Cette publicité fort discrète souleva la critique de sites internet islamophobes ou d’extrême-droite, qui reprochaient à Labeyrie de financer le culte musulman et la construction de mosquées. En effet, Labeyrie devait payer une taxe à l’organisme qui certifiait le « foie gras halal ». Ces sites appelaient au boycott de tous produits Labeyrie, pourtant largement distribués en supermarchés.
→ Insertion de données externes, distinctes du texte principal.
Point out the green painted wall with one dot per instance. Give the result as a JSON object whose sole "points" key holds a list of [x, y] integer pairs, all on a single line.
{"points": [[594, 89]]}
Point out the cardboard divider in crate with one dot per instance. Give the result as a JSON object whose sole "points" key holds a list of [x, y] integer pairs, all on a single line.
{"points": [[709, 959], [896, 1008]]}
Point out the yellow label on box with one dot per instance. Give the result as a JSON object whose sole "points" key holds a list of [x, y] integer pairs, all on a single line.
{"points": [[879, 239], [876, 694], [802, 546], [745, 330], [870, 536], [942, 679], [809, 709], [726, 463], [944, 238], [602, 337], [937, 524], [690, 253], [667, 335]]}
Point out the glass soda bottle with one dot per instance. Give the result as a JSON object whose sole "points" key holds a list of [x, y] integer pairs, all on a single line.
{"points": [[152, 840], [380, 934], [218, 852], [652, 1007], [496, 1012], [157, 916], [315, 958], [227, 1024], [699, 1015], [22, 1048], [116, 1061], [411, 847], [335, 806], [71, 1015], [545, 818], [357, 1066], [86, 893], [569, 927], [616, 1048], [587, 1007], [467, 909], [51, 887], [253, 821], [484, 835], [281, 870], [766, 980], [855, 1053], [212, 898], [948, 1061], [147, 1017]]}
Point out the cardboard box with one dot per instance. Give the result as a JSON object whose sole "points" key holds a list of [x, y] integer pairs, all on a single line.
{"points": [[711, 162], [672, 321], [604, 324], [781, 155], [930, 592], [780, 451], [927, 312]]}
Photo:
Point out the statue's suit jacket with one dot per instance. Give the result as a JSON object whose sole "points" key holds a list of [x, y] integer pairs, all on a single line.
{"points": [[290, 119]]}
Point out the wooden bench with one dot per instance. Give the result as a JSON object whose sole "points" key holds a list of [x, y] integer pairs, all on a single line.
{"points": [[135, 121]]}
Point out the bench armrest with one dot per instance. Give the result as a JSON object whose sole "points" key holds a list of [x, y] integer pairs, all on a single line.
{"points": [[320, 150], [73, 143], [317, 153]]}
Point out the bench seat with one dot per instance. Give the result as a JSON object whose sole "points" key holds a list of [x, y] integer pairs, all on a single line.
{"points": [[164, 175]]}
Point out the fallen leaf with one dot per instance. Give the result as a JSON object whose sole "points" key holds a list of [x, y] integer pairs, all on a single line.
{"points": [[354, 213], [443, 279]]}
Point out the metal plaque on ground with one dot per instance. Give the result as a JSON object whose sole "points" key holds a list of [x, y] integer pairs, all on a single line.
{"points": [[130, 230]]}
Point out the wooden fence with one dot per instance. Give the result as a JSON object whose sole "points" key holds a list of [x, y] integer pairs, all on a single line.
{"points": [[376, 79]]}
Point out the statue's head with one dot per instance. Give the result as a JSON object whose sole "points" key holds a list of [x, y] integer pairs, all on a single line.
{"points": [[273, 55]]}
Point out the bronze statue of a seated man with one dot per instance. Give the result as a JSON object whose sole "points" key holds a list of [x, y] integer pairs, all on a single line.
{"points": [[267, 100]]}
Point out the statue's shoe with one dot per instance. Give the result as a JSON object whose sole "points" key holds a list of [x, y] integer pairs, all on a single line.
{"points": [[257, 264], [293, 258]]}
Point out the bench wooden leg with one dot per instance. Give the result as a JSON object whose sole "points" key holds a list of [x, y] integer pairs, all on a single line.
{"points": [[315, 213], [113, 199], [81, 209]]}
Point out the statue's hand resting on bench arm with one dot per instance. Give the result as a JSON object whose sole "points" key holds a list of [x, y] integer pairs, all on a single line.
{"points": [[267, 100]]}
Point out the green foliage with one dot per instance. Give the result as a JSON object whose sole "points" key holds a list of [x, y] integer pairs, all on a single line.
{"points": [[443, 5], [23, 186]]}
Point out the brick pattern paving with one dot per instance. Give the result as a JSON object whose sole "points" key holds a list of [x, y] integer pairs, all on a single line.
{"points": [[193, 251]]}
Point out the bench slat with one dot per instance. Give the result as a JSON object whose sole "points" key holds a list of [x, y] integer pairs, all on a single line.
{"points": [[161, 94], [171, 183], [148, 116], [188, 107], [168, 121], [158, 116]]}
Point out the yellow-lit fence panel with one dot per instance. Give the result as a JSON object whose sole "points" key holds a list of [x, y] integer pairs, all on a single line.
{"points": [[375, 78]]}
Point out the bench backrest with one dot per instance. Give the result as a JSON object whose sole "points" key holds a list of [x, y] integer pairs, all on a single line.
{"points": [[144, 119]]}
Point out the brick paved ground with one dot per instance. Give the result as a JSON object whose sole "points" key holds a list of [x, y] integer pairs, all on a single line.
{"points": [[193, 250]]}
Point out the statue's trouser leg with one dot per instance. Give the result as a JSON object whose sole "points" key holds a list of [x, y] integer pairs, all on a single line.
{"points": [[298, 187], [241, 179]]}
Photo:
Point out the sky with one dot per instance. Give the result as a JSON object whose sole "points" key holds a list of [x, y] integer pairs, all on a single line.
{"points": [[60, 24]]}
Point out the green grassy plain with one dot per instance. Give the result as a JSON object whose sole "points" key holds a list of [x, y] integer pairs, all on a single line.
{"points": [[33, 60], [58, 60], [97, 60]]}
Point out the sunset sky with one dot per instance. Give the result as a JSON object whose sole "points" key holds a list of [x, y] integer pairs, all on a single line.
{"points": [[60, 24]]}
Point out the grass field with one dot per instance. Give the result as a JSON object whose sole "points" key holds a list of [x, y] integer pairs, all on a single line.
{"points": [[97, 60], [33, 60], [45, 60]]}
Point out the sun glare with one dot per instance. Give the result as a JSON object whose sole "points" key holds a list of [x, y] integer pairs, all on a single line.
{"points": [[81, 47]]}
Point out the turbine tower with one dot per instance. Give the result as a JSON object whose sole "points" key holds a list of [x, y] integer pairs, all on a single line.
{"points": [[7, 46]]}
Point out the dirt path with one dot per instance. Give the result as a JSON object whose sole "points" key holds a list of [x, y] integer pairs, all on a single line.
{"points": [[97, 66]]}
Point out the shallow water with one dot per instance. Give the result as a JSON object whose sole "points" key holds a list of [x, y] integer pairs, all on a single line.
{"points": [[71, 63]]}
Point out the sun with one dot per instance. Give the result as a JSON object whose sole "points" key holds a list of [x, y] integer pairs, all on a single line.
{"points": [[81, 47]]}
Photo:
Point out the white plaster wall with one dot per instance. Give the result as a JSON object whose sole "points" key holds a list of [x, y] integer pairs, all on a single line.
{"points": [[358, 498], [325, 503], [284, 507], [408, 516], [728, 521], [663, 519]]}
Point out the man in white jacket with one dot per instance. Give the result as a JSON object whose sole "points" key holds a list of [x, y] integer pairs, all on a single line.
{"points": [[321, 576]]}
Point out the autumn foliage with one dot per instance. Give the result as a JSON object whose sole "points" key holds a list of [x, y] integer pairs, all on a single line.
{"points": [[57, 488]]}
Ils invitaient également à protester auprès du producteur et des distributeurs.

L’affaire fit grand bruit dans la presse régionale et les radios nationales, qui relayait involontairement la campagne de boycott à l’approche des fêtes de fin d’année 2006. Labeyrie se refusait à tout commentaire officiel, se contentant d’un laconique communiqué de presse, et renonçait à toute plainte contre les sites islamophobes pour éviter de nouvelles publicités à l’affaire.

Le MRAP (Mouvement contre le Racisme et pour l’Amitié entre les Peuples) dénonça lui aussi la campagne de boycott qu’il jugeait relever du « racisme anti-musulman », et critiqua la fondation Brigitte Bardot pour avoir évoqué le « foie gras halal » de Labeyrie dans sa revue. La fondation répondit qu’elle n’avait pas attendu l’annonce du producteur pour condamner le gavage des animaux quels qu’ils soient, et bien avant l’affaire du « foie gras halal ».

Des sites internet musulmans prirent également le relais de la médiatisation mais… à l’encontre du « foie gras halal » eux aussi ! Selon l’avis d’imams consultés, un canard même sacrifié rituellement ne saurait être considéré comme « halal » puisque, selon ces experts en islam, la religion musulmane condamnerait implicitement le gavage artificiel qu’ils considèrent comme une « torture ».

On ne sait si le boycott et toute la contre-publicité faite à Labeyrie eut des effets, car l’entreprise reste toujours discrète sur l’affaire. Mais toujours est-il que le producteur de foie gras bien connu a décidé de ne pas renouveler l’expérience en 2007. Aussi discrètement qu’elles étaient apparues, les pages « halal » de son site internet et de ses catalogues ont disparu.